Tabular Data Integration

In addition to integrating spatial data, the MIDCARB site has linked tabular databases related to the map themes from each of the state's repositories. The standard ArcIMS template displays feature attributes (using the identity tool) in a horizontal frame at the base of the map. If the number of attributes is large, or field sizes are long, this frame must be scrolled to view the data. For the MIDCARB site, customized reports were prepared to more clearly summarize attribute information. Macromedia's ColdFusion software is being used to interpret browser requests for data, retrieve those data from the appropriate state databases, and return a formatted report to the user. The ColdFusion processor resides at the same location as the ArcIMS server; however, this is not required. Figure 6 shows the architecture of the data pathways used to prepare a ColdFusion report of Illinois database information for a hypothetical user request. This request is initiated by the ArcIMS hotlink tool when a user clicks on a feature. ColdFusion reports are returned to the browser in HTML format. Some data, like power plant emissions, are more clearly represented in graphical form. In these cases, the ColdFusion server passes the database information to a Java program for graph preparation. Both these functions are efficiently processed in a matter of seconds.

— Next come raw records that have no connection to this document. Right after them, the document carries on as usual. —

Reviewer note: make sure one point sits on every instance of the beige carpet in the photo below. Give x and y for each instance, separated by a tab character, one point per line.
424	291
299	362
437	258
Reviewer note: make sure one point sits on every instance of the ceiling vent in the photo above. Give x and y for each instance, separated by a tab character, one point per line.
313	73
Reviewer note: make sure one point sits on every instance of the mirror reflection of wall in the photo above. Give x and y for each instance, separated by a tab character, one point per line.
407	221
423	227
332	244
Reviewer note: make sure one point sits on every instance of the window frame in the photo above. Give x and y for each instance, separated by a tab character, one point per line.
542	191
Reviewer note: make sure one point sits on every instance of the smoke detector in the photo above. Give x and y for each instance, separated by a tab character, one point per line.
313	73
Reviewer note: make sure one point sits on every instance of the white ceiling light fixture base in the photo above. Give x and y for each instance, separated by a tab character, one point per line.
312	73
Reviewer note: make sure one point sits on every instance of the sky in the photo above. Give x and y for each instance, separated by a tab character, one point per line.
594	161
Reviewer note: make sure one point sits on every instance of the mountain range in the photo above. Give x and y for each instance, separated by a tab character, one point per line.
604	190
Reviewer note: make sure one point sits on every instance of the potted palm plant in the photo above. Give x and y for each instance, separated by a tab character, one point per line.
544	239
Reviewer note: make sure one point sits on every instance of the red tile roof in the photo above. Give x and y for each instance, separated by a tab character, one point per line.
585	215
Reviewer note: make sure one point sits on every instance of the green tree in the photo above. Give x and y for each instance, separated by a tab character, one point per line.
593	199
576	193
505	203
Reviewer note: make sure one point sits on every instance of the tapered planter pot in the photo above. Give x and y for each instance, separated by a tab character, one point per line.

Data pathways for a typical tabular data request

Figure 6. Data pathways for a typical tabular data request. 1. A data request is sent from the Web browser to the ArcIMS server that passes it to the ColdFusion Server. 2. The ColdFusion server sends a formatted SQL request to the appropriate databases. 3. The RDBMS returns the requested data to ColdFusion. 4. The ColdFusion Server prepares a formatted HTML report and returns it to the user's browser. 5. For some requests, data are transferred to a JAVA program that prepares a formatted graph and returns it to the browser.

Future ArcIMS Development

The distributed nature of the data in MIDCARB is relatively transparent to the user. The fact that related themes are coming from different feature classes (on different servers) is not, because individual database themes have a separate entry in the ArcIMS table of contents (e.g., each state's oil and gas wells are displayed as a separate legend item). Showing only one legend item for the collection of related feature themes from each state would cause less confusion for the user. One approach to this problem would use custom programming to consolidate the legend. An alternative would be to create an ArcSDE database view of the related themes so that ArcIMS would only need to connect to a single database. The latter method may also remedy a problem related to multiple ArcSDE connections. ArcIMS may malfunction if one or more attached ArcSDE services becomes unavailable. Consolidating remote ArcSDE databases into a single database view may prevent these malfunctions, but could also affect performance.

The number of potential themes available to MIDCARB users is large and continues to grow. Much work needs to be done to simplify the user interface so that only desired themes are shown. This simplification could be accomplished with a query interface to collect information from users about what they want to see. The results of each query would be used to construct a customized view of the MIDCARB data.

The current implementation of the MIDCARB ArcIMS service uses version 3.1 software. New capabilities for accessing metadata from an ArcSDE database will greatly enhance the functionality of the service when version 4.0 is implemented.

CONCLUSIONS

The integration of spatial and tabular information in a Web environment has clear advantages for organizations that are collaborating with other institutions in research and public service programs. The principal benefits are that each agency can continue to maintain their own data and ensure that the Web service provides up-to-date information. ArcSDE and ArcIMS appear to be efficient environments for achieving this goal. The MIDCARB project has also demonstrated interesting opportunities for institutional data sharing using direct connections among ArcSDE databases with other ESRI applications.

The technological challenges for implementing a distributed data site are considerable, but the greatest challenge is designing an interface that clearly communicates the function of the site and how to use it.